Colección andanzas
A mis nobles amigos:
Ricardo Bada (porque me convenció de que yo era un escritor)
Paco Ignacio Taibo II (porque me metió en la aventura de la Novela Negra);
y Jaime Casas, alias "El Chancho" (porque vivió la más negra de las novelas y nunca dejó de alumbrar)
Primera parte
Tarde o temprano la vida se me pondrá por delante y saltaré al camino. Como un león.
Haroldo Conti, escritor argentino desaparecido en Buenos Aires el 4 de mayo de 1976
1
Tierra del Fuego: chimangos en el cielo
Al conductor del Lucero de la Pampa se le iluminaron los ojos al ver la silueta del jinete a la orilla del camino. Llevaba cinco horas con las pupilas clavadas en la recta carretera y sin recordar otra distracción que el par de ñandúes que espantó con el estridente claxon. Al frente tenía el camino. A la izquierda, la pampa de coirones y calafates. A la derecha, el mar, pasando con su incesante murmullo de odio por el Estrecho de Magallanes. Nada más.
El jinete estaba a unos doscientos metros y montaba un matungo, un caballo peludo que se entretenía mordisqueando hierbas. El jinete tenía el cuerpo enfundado en un poncho negro que cubría también las costillas del animal, el sombrero gaucho de ala corta caído encima de los ojos y no movía un músculo. El conductor detuvo el bus y le dio un codazo al ayudante.
-Despierta, Pacheco.
-¿Cómo? No estaba durmiendo, jefe.
-¿No? Tus ronquidos no dejaban escuchar el motor. Putas que eres buen acompañante.
-Culpa del camino. Siempre lo mismo. Disculpe. ¿Quiere un mate?
-Mira. Duerme o se durmió el viejo boludo.
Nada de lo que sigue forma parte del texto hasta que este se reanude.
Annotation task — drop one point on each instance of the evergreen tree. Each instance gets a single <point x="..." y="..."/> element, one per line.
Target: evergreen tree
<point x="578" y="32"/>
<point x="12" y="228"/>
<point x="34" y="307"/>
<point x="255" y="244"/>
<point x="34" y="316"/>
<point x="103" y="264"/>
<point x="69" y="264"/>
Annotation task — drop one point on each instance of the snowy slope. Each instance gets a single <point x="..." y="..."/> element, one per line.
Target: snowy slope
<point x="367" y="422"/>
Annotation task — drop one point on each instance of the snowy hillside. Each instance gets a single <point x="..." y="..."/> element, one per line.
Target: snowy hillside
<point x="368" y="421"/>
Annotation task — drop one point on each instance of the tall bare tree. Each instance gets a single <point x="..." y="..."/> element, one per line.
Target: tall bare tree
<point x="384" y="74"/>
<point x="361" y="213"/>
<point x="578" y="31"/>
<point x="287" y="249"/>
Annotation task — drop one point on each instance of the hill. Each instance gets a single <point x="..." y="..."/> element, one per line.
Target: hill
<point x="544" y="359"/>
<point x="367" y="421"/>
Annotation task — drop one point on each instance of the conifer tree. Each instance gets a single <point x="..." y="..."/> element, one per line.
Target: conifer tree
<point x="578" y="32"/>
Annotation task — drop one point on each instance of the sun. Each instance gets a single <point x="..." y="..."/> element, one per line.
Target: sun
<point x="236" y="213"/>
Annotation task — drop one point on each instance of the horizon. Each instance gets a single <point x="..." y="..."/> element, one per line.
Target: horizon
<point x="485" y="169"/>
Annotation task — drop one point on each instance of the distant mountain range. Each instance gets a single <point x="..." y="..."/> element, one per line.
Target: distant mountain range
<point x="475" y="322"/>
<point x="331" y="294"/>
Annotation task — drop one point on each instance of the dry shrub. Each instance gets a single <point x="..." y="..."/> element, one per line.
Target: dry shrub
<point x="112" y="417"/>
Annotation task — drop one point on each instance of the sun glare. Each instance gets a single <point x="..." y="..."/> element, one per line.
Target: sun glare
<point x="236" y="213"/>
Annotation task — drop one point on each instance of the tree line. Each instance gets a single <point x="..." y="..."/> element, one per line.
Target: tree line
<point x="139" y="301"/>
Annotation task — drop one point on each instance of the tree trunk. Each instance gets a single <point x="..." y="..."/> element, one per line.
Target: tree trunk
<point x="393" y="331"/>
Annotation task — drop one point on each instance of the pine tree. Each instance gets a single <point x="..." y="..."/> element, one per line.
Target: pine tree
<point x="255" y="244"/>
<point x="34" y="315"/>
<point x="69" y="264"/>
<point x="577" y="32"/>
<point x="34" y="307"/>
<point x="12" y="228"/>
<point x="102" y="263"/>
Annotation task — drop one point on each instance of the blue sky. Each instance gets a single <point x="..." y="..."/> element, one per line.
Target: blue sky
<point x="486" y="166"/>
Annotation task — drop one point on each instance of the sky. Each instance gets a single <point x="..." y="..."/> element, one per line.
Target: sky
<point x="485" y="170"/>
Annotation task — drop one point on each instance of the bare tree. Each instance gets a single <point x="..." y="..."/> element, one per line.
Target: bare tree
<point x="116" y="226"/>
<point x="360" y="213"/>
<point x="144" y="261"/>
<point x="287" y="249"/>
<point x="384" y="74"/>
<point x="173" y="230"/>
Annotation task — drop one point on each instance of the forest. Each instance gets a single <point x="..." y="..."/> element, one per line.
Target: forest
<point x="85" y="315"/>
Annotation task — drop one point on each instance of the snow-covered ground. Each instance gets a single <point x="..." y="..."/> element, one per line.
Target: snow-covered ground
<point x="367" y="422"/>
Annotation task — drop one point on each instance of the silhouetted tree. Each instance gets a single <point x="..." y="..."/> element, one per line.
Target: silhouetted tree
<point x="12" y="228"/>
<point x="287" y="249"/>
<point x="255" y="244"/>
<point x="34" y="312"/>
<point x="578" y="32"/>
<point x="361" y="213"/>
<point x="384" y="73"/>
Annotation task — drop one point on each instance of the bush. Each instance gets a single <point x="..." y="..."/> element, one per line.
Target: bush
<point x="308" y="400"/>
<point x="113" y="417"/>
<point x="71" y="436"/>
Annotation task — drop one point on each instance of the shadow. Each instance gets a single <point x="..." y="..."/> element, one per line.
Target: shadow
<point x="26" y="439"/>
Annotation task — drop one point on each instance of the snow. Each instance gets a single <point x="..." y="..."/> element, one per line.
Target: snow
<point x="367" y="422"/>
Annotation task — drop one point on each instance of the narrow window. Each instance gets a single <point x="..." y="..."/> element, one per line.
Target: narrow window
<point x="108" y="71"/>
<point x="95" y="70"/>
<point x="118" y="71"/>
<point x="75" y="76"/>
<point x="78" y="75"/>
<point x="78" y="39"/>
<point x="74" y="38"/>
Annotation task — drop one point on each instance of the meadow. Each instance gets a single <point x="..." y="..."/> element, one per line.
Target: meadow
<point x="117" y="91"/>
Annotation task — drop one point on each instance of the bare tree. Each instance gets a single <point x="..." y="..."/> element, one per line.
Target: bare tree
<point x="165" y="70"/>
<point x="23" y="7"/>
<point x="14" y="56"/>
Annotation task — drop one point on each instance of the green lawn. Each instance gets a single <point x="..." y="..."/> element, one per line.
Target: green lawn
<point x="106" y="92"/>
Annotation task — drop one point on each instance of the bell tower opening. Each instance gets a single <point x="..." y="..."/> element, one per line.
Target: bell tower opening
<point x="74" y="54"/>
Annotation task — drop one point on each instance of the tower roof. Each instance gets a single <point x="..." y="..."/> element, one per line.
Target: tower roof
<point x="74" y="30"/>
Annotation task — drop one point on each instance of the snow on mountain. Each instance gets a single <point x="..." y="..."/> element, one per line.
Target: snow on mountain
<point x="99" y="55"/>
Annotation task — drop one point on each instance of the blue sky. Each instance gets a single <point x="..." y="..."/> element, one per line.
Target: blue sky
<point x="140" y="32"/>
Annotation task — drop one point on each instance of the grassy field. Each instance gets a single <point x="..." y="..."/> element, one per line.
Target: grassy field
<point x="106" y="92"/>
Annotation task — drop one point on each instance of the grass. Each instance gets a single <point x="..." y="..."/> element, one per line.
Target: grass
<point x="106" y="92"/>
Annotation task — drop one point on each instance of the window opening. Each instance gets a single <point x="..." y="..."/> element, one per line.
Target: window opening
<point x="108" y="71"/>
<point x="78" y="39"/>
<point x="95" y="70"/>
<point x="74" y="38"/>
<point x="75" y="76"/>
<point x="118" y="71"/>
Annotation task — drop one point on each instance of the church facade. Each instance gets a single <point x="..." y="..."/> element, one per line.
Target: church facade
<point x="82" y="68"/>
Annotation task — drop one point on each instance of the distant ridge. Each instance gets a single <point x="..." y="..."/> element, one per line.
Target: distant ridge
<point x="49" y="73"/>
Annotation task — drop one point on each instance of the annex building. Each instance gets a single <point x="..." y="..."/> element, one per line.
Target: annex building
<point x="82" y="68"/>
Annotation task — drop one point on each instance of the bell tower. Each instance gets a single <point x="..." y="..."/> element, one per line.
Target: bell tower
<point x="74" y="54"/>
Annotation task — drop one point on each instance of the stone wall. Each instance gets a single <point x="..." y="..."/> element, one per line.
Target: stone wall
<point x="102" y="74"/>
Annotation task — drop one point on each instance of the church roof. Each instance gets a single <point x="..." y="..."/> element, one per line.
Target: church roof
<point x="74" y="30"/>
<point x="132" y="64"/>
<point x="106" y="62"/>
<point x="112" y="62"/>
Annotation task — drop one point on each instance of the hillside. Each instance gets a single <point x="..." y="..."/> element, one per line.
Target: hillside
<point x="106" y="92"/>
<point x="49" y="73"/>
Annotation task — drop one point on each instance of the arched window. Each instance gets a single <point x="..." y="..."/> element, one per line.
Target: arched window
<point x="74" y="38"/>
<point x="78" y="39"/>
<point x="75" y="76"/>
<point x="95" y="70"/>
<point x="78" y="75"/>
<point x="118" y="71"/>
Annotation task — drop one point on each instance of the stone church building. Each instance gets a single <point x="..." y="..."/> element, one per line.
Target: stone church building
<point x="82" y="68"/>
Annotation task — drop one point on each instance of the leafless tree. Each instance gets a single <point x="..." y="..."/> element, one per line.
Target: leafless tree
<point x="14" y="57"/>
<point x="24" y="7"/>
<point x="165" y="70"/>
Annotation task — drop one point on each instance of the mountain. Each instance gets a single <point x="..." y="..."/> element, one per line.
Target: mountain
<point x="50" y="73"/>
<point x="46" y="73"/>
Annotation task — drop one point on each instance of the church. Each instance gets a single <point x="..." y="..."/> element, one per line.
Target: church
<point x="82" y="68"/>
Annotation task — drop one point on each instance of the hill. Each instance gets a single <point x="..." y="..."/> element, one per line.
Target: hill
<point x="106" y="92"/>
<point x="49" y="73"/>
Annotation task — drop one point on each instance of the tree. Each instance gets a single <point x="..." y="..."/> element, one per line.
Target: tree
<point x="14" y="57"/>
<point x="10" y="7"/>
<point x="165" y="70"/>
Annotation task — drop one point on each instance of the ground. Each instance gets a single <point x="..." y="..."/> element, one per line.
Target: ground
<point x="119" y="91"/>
-Hay una sola manera de saberlo, jefe.
En el bus viajaba un puñado de pasajeros acalambrados por las muchas horas de camino. Algunos dormitaban con la cabeza inclinada sobre el pecho, y los que iban despiertos charlaban con desgano acerca de los infortunios del fútbol o de los precios cada vez más bajos de la lana. El conductor se volvió hacia ellos y, luego de indicarles la quieta figura del hombre montado, les hizo un gesto para que callaran.
El Lucero de la Pampa,avanzó lentamente, a la vuelta de la rueda, hasta detenerse frente al jinete dormido. El caballo, sin inmutarse, siguió dando dentelladas a las hierbas ralas. Caballo y jinete se encontraban junto a una curiosa edificación de madera, pintada de rojo y amarillo. Era una suerte de palomera levantada sobre pilotes a un metro y medio del suelo. El tamaño de la construcción hubiera permitido a un hombre dormir cómodamente en el interior.
El ronco sonido del claxon alarmó al caballo alzó el cuello, movió la cabeza de grandes ojos asustados y, al intentar girar sobre la grupa, estuvo a punto de derribar al jinete.
-¡Quieto! ¡Quieto, baboso! -gritó desconcertado.
-¡ Despierta, viejo boludo! ¡Un poco más y te atropello! -saludó el conductor entre las carcajadas del ayudante y los pasajeros.